Should we attempt to harmonise apparent inconsistencies in the Gospels’ resurrection accounts?

 

This text is from an article written by David Gooding in 1986.

Some people seem to think that attempts to harmonise accounts of the resurrection that contain apparent inconsistencies are intellectually unworthy or dishonest. But that is not necessarily so at all.

  1. If we have reasons for thinking that Scripture is 'God-breathed' (2 Tim. 3:16), then both reason and morality force on us the presupposition that apparent inconsistencies in his inspired word are only apparent; and that if only we had sufficient additional information, we could explain the apparent inconsistencies.
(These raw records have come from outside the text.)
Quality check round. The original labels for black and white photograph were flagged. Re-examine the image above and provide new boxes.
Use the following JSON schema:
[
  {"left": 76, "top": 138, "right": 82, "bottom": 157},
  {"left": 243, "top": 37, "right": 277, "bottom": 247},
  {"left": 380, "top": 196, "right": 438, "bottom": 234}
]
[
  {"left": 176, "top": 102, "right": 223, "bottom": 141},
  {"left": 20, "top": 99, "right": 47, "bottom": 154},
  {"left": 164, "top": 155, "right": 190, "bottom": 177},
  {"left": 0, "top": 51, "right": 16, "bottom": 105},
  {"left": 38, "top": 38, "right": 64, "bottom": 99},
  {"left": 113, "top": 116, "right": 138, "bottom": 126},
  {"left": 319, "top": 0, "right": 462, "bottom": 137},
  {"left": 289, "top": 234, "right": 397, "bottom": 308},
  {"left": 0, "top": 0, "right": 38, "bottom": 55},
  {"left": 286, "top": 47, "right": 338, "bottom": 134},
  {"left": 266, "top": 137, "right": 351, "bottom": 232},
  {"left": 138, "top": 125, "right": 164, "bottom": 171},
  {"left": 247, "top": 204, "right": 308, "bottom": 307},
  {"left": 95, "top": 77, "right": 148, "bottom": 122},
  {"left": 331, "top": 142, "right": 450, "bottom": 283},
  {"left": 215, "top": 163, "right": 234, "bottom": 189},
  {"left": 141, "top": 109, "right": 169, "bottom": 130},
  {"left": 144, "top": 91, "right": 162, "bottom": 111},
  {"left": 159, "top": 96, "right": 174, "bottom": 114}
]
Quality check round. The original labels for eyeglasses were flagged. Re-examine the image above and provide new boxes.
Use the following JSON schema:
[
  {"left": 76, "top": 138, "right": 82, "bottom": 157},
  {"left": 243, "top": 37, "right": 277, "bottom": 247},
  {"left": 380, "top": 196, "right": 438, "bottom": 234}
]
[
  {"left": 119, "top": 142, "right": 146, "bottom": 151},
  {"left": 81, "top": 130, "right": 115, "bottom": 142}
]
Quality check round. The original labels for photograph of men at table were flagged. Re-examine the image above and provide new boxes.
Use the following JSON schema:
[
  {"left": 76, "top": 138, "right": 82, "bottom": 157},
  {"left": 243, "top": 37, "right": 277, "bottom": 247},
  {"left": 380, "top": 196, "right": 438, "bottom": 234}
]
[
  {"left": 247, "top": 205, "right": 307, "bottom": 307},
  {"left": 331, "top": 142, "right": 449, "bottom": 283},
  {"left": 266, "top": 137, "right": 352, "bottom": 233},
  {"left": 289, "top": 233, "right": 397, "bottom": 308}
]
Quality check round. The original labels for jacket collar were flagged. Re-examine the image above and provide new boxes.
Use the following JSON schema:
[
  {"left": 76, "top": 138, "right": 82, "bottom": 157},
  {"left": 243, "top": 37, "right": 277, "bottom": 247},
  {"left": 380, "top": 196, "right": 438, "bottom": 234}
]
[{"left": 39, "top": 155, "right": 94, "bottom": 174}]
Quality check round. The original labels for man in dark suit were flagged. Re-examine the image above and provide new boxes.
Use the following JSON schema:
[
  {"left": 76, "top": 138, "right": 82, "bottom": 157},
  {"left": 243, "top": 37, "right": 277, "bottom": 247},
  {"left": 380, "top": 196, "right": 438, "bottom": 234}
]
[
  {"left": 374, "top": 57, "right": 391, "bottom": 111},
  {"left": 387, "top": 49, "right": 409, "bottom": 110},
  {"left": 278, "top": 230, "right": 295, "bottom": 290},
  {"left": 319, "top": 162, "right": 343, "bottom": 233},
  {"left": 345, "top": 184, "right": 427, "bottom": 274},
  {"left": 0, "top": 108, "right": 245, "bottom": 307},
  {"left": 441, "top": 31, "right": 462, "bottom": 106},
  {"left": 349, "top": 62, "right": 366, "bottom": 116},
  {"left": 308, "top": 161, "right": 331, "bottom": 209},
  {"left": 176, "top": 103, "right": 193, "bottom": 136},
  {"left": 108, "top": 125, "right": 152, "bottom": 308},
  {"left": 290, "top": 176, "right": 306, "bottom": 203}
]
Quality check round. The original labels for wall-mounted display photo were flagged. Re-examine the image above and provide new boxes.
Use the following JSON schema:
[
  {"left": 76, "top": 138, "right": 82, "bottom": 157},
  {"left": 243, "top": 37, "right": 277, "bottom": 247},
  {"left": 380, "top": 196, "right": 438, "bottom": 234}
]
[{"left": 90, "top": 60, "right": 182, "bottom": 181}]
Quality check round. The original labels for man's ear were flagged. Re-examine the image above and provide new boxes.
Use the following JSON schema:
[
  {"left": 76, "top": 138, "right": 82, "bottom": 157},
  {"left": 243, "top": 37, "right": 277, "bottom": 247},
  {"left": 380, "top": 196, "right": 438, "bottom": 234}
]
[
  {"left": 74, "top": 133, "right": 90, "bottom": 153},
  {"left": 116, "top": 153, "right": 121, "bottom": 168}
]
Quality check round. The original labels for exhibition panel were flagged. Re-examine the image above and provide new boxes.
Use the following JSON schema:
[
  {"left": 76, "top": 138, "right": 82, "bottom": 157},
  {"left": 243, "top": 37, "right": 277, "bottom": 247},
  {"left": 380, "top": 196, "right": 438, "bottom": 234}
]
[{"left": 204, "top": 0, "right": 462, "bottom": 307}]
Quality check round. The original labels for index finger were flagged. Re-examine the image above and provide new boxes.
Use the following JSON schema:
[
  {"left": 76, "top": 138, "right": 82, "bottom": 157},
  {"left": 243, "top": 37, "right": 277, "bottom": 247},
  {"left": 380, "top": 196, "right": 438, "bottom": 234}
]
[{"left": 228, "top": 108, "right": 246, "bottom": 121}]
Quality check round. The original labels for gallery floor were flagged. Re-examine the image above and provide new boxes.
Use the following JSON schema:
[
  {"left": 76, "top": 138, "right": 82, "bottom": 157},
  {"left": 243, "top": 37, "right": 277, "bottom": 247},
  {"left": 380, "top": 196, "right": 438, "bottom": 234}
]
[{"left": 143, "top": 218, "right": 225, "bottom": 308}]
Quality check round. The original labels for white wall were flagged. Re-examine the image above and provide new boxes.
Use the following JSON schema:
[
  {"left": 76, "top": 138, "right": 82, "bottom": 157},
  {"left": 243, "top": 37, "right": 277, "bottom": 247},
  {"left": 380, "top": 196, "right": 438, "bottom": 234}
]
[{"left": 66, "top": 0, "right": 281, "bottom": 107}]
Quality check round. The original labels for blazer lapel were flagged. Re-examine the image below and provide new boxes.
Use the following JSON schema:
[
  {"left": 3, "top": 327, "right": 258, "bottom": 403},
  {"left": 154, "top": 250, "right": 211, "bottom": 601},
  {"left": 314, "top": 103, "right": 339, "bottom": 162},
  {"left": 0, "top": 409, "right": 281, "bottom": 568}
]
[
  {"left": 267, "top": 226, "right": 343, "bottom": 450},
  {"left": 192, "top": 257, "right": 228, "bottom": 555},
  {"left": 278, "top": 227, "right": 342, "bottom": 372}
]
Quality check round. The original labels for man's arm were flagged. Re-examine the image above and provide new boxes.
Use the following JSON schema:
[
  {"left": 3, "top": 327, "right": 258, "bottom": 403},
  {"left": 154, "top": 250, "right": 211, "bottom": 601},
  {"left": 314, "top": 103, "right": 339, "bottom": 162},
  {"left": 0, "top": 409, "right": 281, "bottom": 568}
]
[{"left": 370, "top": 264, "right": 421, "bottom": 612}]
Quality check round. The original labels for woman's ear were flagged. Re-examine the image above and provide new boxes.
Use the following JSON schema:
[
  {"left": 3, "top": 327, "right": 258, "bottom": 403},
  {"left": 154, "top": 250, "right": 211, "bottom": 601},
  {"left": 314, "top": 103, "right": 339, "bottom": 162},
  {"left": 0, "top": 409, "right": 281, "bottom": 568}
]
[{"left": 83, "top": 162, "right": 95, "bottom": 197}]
  2. In putting forward tentative harmonisations in the absence of such fuller information, all we have to do, to demonstrate that the apparent difficulty is not an absolute and insoluble difficulty, is to suggest a possible harmonisation. One does not have to prove that this harmonisation is necessarily the true explanation. Whether it is, or whether some other explanation should be preferred, is a question that only the possession of the complete facts could settle.

  3. In relation to the specific question of the resurrection narratives, see John Wenham's book The Easter Enigma, Paternoster Press. It may not be 100% convincing; but it is a good example of point 2 above.

  4. Useful in a general way is C. S. Lewis's article Obstinacy in Belief.